Up through early September Alaska had considerably more days warmer than normal than cooler than normal in 2018, but periodic cool spells kept the run of warm days at a moderate length. Since early September though the index has been persistently quite high: by construction, index values above +3.3 fall into the "significantly above normal" tercile, and that has been the case every day since September 5th. This is an interesting situation in that the cause of the warmth has varied. For much of September and the first days of October, as Richard has noted here, strong high pressure aloft, first over the Bering and then a bit farther east from the Arctic to the Gulf of Alaska dominated. In the past week the pattern has transitioned to a "Gulf of Alaska" storm track pattern.

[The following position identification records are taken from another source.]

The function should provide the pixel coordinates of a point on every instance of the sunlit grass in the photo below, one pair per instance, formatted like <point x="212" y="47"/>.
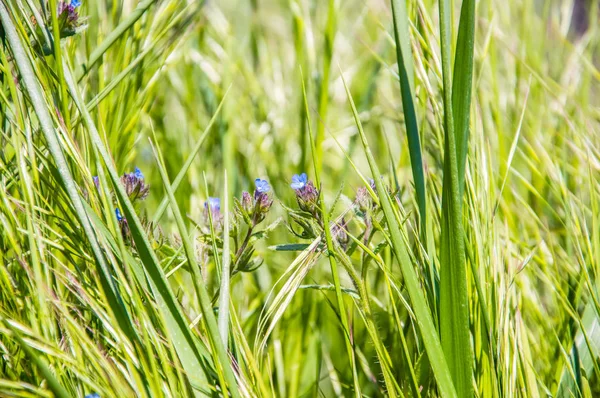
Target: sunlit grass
<point x="416" y="265"/>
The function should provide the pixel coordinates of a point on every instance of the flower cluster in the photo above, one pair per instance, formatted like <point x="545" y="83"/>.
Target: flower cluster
<point x="212" y="211"/>
<point x="68" y="18"/>
<point x="307" y="194"/>
<point x="254" y="208"/>
<point x="69" y="24"/>
<point x="135" y="186"/>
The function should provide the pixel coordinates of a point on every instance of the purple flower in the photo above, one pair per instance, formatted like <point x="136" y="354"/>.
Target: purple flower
<point x="138" y="173"/>
<point x="213" y="203"/>
<point x="135" y="186"/>
<point x="298" y="181"/>
<point x="262" y="186"/>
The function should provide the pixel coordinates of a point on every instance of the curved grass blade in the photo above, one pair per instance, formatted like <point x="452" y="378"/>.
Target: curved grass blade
<point x="190" y="350"/>
<point x="229" y="382"/>
<point x="461" y="83"/>
<point x="53" y="383"/>
<point x="66" y="178"/>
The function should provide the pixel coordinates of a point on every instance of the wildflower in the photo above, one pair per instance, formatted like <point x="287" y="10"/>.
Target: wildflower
<point x="213" y="205"/>
<point x="263" y="200"/>
<point x="135" y="185"/>
<point x="138" y="173"/>
<point x="247" y="202"/>
<point x="298" y="181"/>
<point x="307" y="194"/>
<point x="68" y="18"/>
<point x="262" y="186"/>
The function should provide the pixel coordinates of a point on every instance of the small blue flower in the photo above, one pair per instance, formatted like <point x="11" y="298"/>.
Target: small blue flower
<point x="262" y="186"/>
<point x="298" y="181"/>
<point x="138" y="173"/>
<point x="214" y="203"/>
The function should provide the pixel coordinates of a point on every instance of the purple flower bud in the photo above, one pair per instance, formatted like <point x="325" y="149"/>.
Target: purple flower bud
<point x="214" y="206"/>
<point x="262" y="186"/>
<point x="135" y="186"/>
<point x="298" y="181"/>
<point x="247" y="202"/>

In different parts of the state this weather pattern change has resulted in changing temperature regimes, but on the statewide scale, it's a nice example of how distinctly different patterns can lead to the same outcome: much above normal temperatures.
Exactly how the index is derived has gone through several iterations but
here's the current version.
1) Find the standardized departure of the daily average temperature for each the 25 sites below (daily departure from normal divided by the standard deviation). This levels the playing field, so to speak, between inland areas, with much higher variability of temperatures, and marine dominated parts of the state, where water dampens the air temperature variability. These particular sites were chosen to be geographically representative as possible, the observations are all ASOS, so the climate day ends at the same time (midnight), the instrumentation is the same and all have NCEI published 1981-2010 normals (daily average temperature and daily standard deviation). The obvious gaps are the northeast Interior, inland North Slope and the Aleutians. In these regions there are no ASOS sites with published normals.

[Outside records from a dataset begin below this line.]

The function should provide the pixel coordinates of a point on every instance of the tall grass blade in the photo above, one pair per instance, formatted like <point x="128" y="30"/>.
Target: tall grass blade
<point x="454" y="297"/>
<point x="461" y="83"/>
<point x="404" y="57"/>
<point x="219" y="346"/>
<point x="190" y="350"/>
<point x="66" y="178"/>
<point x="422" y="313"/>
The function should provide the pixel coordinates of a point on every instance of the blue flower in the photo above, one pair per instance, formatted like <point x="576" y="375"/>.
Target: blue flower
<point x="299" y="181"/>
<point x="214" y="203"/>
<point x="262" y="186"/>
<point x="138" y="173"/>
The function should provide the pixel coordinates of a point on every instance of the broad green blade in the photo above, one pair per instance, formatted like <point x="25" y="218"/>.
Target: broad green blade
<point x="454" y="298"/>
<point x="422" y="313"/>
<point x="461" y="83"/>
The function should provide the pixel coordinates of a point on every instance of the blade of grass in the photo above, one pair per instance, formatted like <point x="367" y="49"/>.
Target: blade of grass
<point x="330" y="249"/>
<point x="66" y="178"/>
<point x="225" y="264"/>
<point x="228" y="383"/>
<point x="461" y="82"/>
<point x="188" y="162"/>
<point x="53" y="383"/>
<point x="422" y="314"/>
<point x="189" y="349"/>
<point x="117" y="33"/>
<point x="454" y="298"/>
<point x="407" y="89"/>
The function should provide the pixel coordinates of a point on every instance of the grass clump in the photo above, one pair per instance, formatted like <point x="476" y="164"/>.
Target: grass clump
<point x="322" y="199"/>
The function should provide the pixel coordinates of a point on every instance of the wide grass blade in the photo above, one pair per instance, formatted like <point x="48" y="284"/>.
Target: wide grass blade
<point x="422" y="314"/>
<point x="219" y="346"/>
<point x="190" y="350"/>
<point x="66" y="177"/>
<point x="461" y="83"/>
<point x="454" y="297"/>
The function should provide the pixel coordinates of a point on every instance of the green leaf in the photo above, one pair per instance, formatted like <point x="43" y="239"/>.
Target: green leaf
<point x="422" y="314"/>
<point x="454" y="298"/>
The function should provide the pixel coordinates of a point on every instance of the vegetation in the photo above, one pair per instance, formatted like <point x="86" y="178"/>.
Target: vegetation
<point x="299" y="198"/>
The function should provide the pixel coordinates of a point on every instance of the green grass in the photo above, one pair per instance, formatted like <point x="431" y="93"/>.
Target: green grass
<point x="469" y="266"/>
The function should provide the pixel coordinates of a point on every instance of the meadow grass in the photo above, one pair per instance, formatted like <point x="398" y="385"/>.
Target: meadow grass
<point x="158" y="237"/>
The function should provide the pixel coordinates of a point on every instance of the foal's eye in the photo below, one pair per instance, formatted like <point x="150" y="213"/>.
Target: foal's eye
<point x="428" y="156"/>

The next step is simply to find the mean of the 25 standardized departure. This is almost always a value ±1.5. The last step is to convert this "Alaska-wide average standardized departure" for the day into an index. To do this, we convert the daily average standardized departure into a Z-score. Doing this requires knowing the standard deviation of the "Alaska-wide average standardized departure". Now you might think that this should be 1. After all, by construction the 25 daily standardized departures have an a standard deviation of 1. However, because of the spatial correlation in daily departures, the standard deviation of the mean of the 25 sites is significantly less than 1: it turns out that it is about 0.71. The rest is simple: take the Z-score, which is a value between 0 and 1 and create the index. For simplicity, we wanted a "0 to 10" index, but after a little though, having zero be exactly average made it easier to understand. So the index goes from -10 to +10, with 0 being normal. Being derived from a Z-score, the index can never get to ±10, but it can get arbitrarily close: May 13 and May 14, 2016 had index values of +9.98, while January 27, 2012 the index value was -9.81.